By: Debbie Messina; PilotOnline.com
About 50 city and county elected leaders from Hampton Roads to Northern Virginia on Thursday urged state lawmakers to find new sources of transportation funding to meet a growing backlog of needs.
The leaders agreed that the shortfall is approaching a critical level, as there will be no state money for new road construction by 2017.
“We need a big idea because we have to have a big fix,” Norfolk Mayor Paul Fraim said. Several projects being planned for Hampton Roads are in the billions of dollars.
The leaders represent what’s become known as the Golden Crescent, roughly following the interstates from Hampton Roads to the Richmond area to Northern Virginia. The region accounts for 70 percent to 80 percent of the state’s population and population growth, employment, sales tax, personal income and gross product.
While the group of city mayors and county Board of Supervisors chairs did not come to a consensus on a transportation funding mechanism, they said borrowing and moving money from other areas of the budget is not a solution. They want something stable and sustainable, possibly a gas tax or sale tax increases.
It was clear that tolls alone are also not acceptable. Most of Virginia’s large projects now in construction or development are public-private partnerships that include tolls, such as the plan to build a second Midtown Tunnel tube, while tolling drivers there and the Downtown Tunnel.
Portsmouth Mayor Kenny Wright applauded when Mary Hynes, chairwoman of the Arlington County board, said: “Tolls tax certain persons while the economic benefit flows to the whole state. Everybody has to participate in solutions to some extent because everyone will benefit.”
Sharon Bulova, chairwoman of the Fairfax County Board of Supervisors, said, “There’s an overuse of tolls as a solution and people are starting to object.”
There’s been a “mindset change” about funding transportation in Hampton Roads, Virginia Beach Mayor Will Sessoms said, now that three new road projects will carry tolls the Elizabeth River crossings, the Jordan Bridge and Dominion Boulevard. “Reality has set in… the tolls are higher than expected.”

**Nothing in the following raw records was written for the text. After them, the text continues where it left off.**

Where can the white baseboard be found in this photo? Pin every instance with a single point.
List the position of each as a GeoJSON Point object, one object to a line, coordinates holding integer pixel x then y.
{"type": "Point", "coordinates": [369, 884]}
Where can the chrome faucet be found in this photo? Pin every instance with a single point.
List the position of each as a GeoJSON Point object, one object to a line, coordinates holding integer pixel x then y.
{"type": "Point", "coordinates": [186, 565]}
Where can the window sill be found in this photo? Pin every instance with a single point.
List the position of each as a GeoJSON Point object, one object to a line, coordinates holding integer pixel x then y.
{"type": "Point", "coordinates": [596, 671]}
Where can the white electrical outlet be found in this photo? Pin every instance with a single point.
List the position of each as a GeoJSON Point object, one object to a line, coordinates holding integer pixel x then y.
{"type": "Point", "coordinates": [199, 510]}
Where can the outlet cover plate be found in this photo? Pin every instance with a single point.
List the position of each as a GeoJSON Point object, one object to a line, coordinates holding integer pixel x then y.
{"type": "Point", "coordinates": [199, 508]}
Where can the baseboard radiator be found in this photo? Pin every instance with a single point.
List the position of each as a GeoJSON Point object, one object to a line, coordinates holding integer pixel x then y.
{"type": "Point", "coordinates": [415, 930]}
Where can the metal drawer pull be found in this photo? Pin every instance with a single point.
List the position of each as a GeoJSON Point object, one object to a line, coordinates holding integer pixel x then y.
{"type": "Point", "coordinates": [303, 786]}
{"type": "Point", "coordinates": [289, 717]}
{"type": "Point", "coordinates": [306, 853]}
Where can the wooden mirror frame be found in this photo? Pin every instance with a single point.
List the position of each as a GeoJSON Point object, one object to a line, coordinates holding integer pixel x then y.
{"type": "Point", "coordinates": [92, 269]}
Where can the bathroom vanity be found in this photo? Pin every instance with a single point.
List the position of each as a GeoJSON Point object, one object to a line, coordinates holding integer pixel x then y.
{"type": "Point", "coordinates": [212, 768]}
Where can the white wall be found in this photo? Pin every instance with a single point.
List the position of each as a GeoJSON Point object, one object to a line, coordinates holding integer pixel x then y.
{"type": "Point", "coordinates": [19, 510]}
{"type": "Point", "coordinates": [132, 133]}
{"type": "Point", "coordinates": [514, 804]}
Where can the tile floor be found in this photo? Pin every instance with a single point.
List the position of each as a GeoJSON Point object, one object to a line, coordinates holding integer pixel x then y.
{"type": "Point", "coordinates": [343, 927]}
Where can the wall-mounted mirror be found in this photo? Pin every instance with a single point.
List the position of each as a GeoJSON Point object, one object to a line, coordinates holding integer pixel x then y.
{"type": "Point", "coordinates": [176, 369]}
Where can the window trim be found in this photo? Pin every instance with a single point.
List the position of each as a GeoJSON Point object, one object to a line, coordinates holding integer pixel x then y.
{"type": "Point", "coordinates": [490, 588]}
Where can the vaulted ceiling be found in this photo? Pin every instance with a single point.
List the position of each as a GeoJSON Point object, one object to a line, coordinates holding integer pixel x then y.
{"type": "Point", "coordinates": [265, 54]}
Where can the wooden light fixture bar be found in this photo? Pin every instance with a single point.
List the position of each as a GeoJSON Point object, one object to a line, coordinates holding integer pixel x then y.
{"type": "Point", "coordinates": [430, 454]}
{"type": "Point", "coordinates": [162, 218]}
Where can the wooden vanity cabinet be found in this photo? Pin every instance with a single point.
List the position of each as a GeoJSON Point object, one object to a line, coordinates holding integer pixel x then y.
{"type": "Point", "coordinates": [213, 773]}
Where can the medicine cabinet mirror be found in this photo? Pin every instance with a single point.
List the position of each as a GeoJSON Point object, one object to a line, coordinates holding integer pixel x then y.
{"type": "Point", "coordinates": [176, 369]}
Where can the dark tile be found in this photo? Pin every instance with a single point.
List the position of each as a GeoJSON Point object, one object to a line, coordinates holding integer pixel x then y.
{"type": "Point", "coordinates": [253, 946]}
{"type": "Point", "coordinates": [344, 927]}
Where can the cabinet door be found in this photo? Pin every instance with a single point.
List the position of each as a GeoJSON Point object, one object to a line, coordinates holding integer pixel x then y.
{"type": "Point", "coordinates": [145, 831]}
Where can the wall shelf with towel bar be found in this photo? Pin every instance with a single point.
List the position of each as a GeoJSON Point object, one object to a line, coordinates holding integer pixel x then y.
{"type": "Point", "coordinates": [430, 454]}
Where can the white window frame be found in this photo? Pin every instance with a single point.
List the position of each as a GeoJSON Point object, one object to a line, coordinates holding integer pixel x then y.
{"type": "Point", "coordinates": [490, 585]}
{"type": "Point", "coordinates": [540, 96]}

Some of the leaders took turns bashing state legislators for failing to address the problem. Corey Stewart, chairman of the Prince William County Board of Supervisors, referred to “wimpy General Assembly members.”
“It’s not that they can’t fix the problem, they don’t have the political will to do their jobs,” he said.
Some also took shots at the condition of their roads.
Bulova: “Our roads look like cow pastures because we’re not spending on maintenance.”
And James Burrell of the New Kent County Board of Supervisors, said driving local roads is “like running over a washboard.”
Even though the Golden Crescent is the economic engine of the state, the leaders know they alone can’t influence change.
“It’s not going to be decided here or in Richmond,” said Barry Hodge, chairman of the Powhatan County Board of Supervisors. “It’s going to be resolved by the will of the people.”
That means, he said, they need to know “the depth and gravity of the problem.”
Many agreed that each locality needs to have conversations with residents about the problem so they’ll buy in to taxes and other new revenue sources.
Some suggested building a business case and creating literature for “campaigns” to educate voters.
“We can change the shape of this conversation,” Hynes, of Arlington County, said. “If we’re talking only to the General Assembly members, it will not change.
“It has to be the people in their houses, sitting in their cars, waiting for the train who say – enough.”